DRAIN — With a July 1 deadline looming, North Douglas School District is among three in Oregon at risk of losing state funds for not complying with state Native American mascot notification procedures.
The state's Deputy Superintendent of Public Instruction has the right to withhold all or part of the state school funds for the district, but an amount has not yet been determined.
In 2012, the Oregon State Board of Education adopted a rule that prohibited school districts from retaining Native American mascots after July 1 of this year. School districts were allowed to keep their mascots if they entered into an agreement with a Native American tribe that met the requirements of the rule.
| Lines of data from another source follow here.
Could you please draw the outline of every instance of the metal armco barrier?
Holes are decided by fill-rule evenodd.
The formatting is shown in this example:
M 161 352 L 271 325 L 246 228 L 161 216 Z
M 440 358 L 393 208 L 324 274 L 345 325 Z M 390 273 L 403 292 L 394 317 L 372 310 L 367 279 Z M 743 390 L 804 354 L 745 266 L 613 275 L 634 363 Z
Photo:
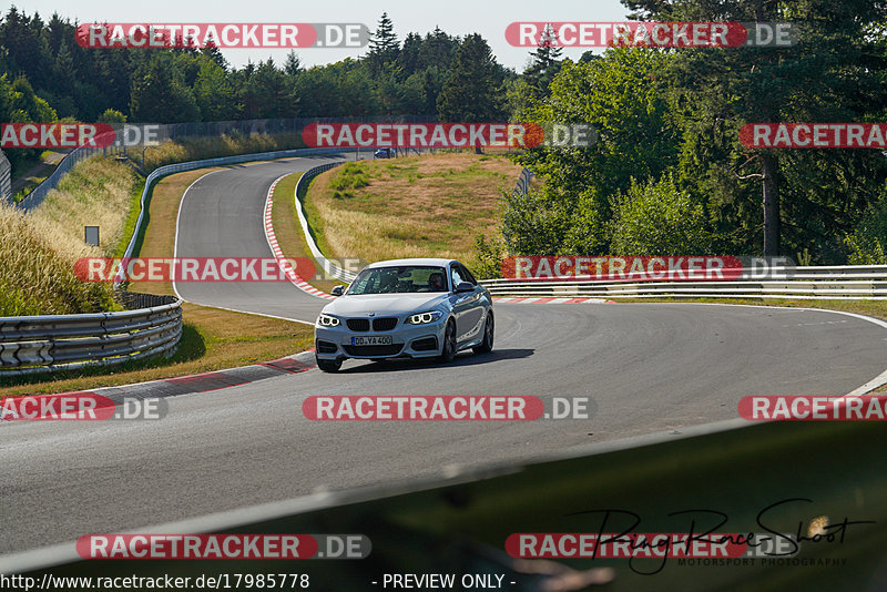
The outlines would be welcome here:
M 887 265 L 795 267 L 791 278 L 718 282 L 483 279 L 490 294 L 517 297 L 887 299 Z
M 314 177 L 319 175 L 325 171 L 329 171 L 334 166 L 338 166 L 343 164 L 340 162 L 332 162 L 327 164 L 322 164 L 320 166 L 315 166 L 314 169 L 309 169 L 305 171 L 296 183 L 296 213 L 298 213 L 298 223 L 302 225 L 302 233 L 305 235 L 305 242 L 308 244 L 308 249 L 312 252 L 312 255 L 317 263 L 324 268 L 324 271 L 337 278 L 341 279 L 343 282 L 354 282 L 354 278 L 357 276 L 354 272 L 349 272 L 347 269 L 343 269 L 341 267 L 337 266 L 332 261 L 324 257 L 324 254 L 320 253 L 320 249 L 317 248 L 317 243 L 314 241 L 314 236 L 312 235 L 310 228 L 308 226 L 308 218 L 305 216 L 305 208 L 302 205 L 302 196 L 305 195 L 305 192 L 308 191 L 308 184 L 312 182 Z
M 116 155 L 116 154 L 125 154 L 126 149 L 116 143 L 121 140 L 122 132 L 118 131 L 114 133 L 114 143 L 110 146 L 103 147 L 89 147 L 89 146 L 81 146 L 79 149 L 72 150 L 68 153 L 68 155 L 61 160 L 59 165 L 49 175 L 47 178 L 43 180 L 40 185 L 33 188 L 31 193 L 28 194 L 24 200 L 16 204 L 16 207 L 23 210 L 24 212 L 30 212 L 38 205 L 43 203 L 43 200 L 47 198 L 47 195 L 50 191 L 54 190 L 59 182 L 61 181 L 62 176 L 71 171 L 78 163 L 85 161 L 86 159 L 91 159 L 93 156 L 108 156 L 108 155 Z
M 0 151 L 0 201 L 12 201 L 12 165 L 3 151 Z
M 151 193 L 152 184 L 161 177 L 166 175 L 171 175 L 173 173 L 181 173 L 184 171 L 194 171 L 196 169 L 204 169 L 207 166 L 224 166 L 226 164 L 238 164 L 244 162 L 253 162 L 253 161 L 274 161 L 277 159 L 287 159 L 287 157 L 295 157 L 295 156 L 312 156 L 312 155 L 323 155 L 323 154 L 340 154 L 343 152 L 351 152 L 350 149 L 295 149 L 295 150 L 278 150 L 276 152 L 262 152 L 258 154 L 238 154 L 236 156 L 224 156 L 221 159 L 207 159 L 203 161 L 191 161 L 191 162 L 182 162 L 175 164 L 167 164 L 165 166 L 161 166 L 155 169 L 147 178 L 145 180 L 145 188 L 142 191 L 142 197 L 140 200 L 140 212 L 139 212 L 139 220 L 135 222 L 135 229 L 133 229 L 132 238 L 130 239 L 130 244 L 126 245 L 126 252 L 123 254 L 124 257 L 132 257 L 133 249 L 135 248 L 135 243 L 139 239 L 139 234 L 142 232 L 142 225 L 144 224 L 144 216 L 146 212 L 146 204 L 147 204 L 147 196 Z M 114 287 L 116 288 L 120 285 L 120 282 L 114 282 Z
M 147 304 L 119 313 L 0 317 L 0 377 L 112 366 L 172 351 L 182 336 L 182 300 L 124 293 Z

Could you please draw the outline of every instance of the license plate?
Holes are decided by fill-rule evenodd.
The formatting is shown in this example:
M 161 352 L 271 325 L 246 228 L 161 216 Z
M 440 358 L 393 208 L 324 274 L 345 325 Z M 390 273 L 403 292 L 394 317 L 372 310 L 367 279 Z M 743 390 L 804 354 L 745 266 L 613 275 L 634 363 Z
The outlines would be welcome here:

“(School districts) are supposed to notify us if they change that image,” said Cindy Hunt, the government and legal affairs manager for the Oregon Department of Education on Wednesday.
“That formal communication is important for them to let us know,” Hunt said. “At this point I have not received a formal notice from (NDSD) that they have adopted a new mascot.”
Last year, the school district decided not to enter into an agreement with a Native American tribe and instead opted to keep its name of the “Warriors” with no mascot, with warriors no longer referring to Native American warriors.
North Douglas School District Superintendent John Lahley disagreed that a formal notice is required. He said that nowhere does it state that a report must be filed if a mascot is eliminated. Rather, he said, the rules say that the state must be notified only if a Native American mascot will be kept and a school district is entering into an agreement with a Native American tribe.
“I am in complete compliance and I have not violated anything or jeopardized our district in any capacity because I was not required to do anything,” Lahley said.
Lahley said the school district has been busy removing all Native American imagery, painting over murals and identifications on walls, and removing any placards and items like sporting uniforms that identify with its former mascot, Willie the Warrior.
Just last week, the high school sanded its Willie the Warrior symbol off the gymnasium floor and is currently refinishing the floor as part of a $25,000 project. Removing Native American images from campus walls, letterheads and uniforms is expected to cost the school another $5,000.
“Any mascot and any reflection of Willie the Warrior has been retired,” Lahley said.
Looking at North Douglas High School's website Wednesday, Hunt said that past photos with the old mascot can still be found online, so the school has not yet successfully removed all its Native American imagery.
Hunt also referred to OAR 581-021-0047 subsection six that said, “Each school district shall notify on or before July 1, 2017, the department of education when a new mascot is adopted for the public school.”
“If (the school district) doesn’t notify us, we don’t know this,” Hunt said. “It’s required, to avoid enforcement action.”
During enforcement action, the state would visit the noncompliant school districts to see what changes have been made within the five years since the rule went into effect.
“If they are not in compliance and they are still using an image that’s a Native American ... they could face a loss of state school funds,” Hunt said. “But they have until July 1.”
Oakridge and Lebanon are the other school districts listed as not in compliance by the board of education.